This paper examines developments in the Internet marketplace that favor embedded intermediaries that have significant market power and the ability to install a platform that both upstream sources of content and applications as well as downstream consumers need to access. Ventures such as Amazon, Facebook and Google have exploited, “winner take all” networking externalities resulting in the creation of seemingly impenetrable barriers to market entry even by innovative companies. Courts and regulatory agencies have recognized the substantial market shares these ventures have acquired, but have refrained from imposing sanctions on grounds that consumers accrue ample benefits when platform operators use upstream revenues to subsidize downstream services. Consumers also benefit when platform intermediaries eschew short term profits in the quest for greater product diversity and “shelf space” in the Internet marketplace. Additionally, courts and regulators may over-estimate the opportunities for consumers to migrate to alternatives, but underestimate the harms to competition and consumers occurring on either, or both sides of an intermediary’s platform.

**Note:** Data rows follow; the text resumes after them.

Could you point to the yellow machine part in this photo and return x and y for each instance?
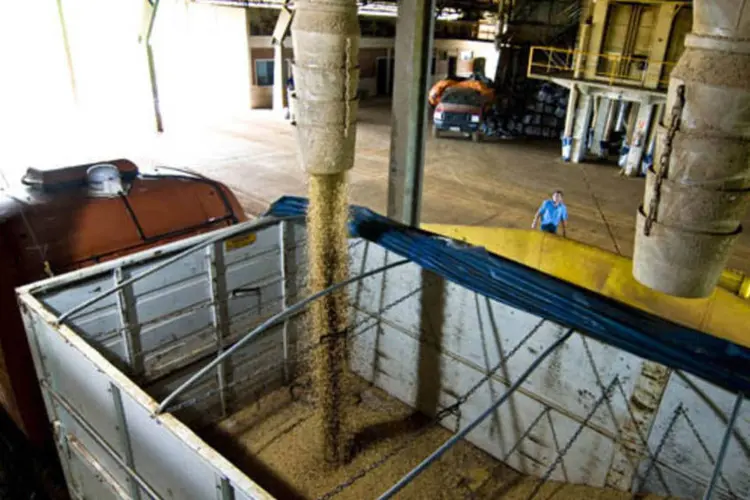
(724, 314)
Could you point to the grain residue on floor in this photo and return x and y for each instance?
(275, 442)
(328, 257)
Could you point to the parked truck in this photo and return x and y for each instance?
(183, 372)
(59, 220)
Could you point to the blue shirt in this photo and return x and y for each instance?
(552, 214)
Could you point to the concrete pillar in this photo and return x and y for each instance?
(602, 126)
(648, 158)
(660, 41)
(584, 112)
(279, 78)
(414, 31)
(639, 141)
(622, 113)
(629, 121)
(570, 114)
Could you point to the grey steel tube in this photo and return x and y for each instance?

The paper identifies four types of government responses to price and quality of service discrimination that intermediaries use when handling large volumes of traffic. Governments can refrain from regulating access and accept aspects of market concentration as proper rewards to ventures offering desirable content and carriage services. Alternatively, they can impose access sanctions for antitrust violations, unfair trade practices, consumer harms and unreasonable access discrimination to offset market-driven concentration and dominance. Between these poles, governments can apply antitrust/competition policies remedies, or rely on expert regulatory agencies to respond to complaints.
The paper examines digital broadband platform operators with an eye toward assessing the aggregate benefits and costs to both upstream firms and downstream consumers. The paper notes that in some instances, government-imposed, ex ante safeguards anticipate and attempt to resolve transitory, comparatively insignificant, or possibly nonexistent problems. In other instances, governments have stated an intention to rely on ex post remedies, but they never get around to refining procedures to reduce the potential for false negatives that ignore, or underestimate significant marketplace harm.
The paper concludes that governments have failed to revise and recalibrate tools that examine potential marketplace distortions and assess the potential for damage to competition and consumers. The paper demonstrates how the Justice Department, Federal Trade Commission and the Federal Communications Commission have relied on economic and legal doctrine ill-suited for digital broadband market assessments. These agencies have generated false positives, resulting in market intervention where not major problem exists and false negatives, where undetected major problems cause harm without remedy. Additionally, these agencies appear to misallocate their resources and attention on insignificant matters when more compelling problems exist.
The paper recommends that courts and government agencies consider both sides of an intermediary’s market when assessing current and prospective harms, commit to more accurate estimates of the potential for consumers to change platform allegiances and consider the overall impact of two-sided market domination instead of simply dismissing market concentration as necessary and harmless.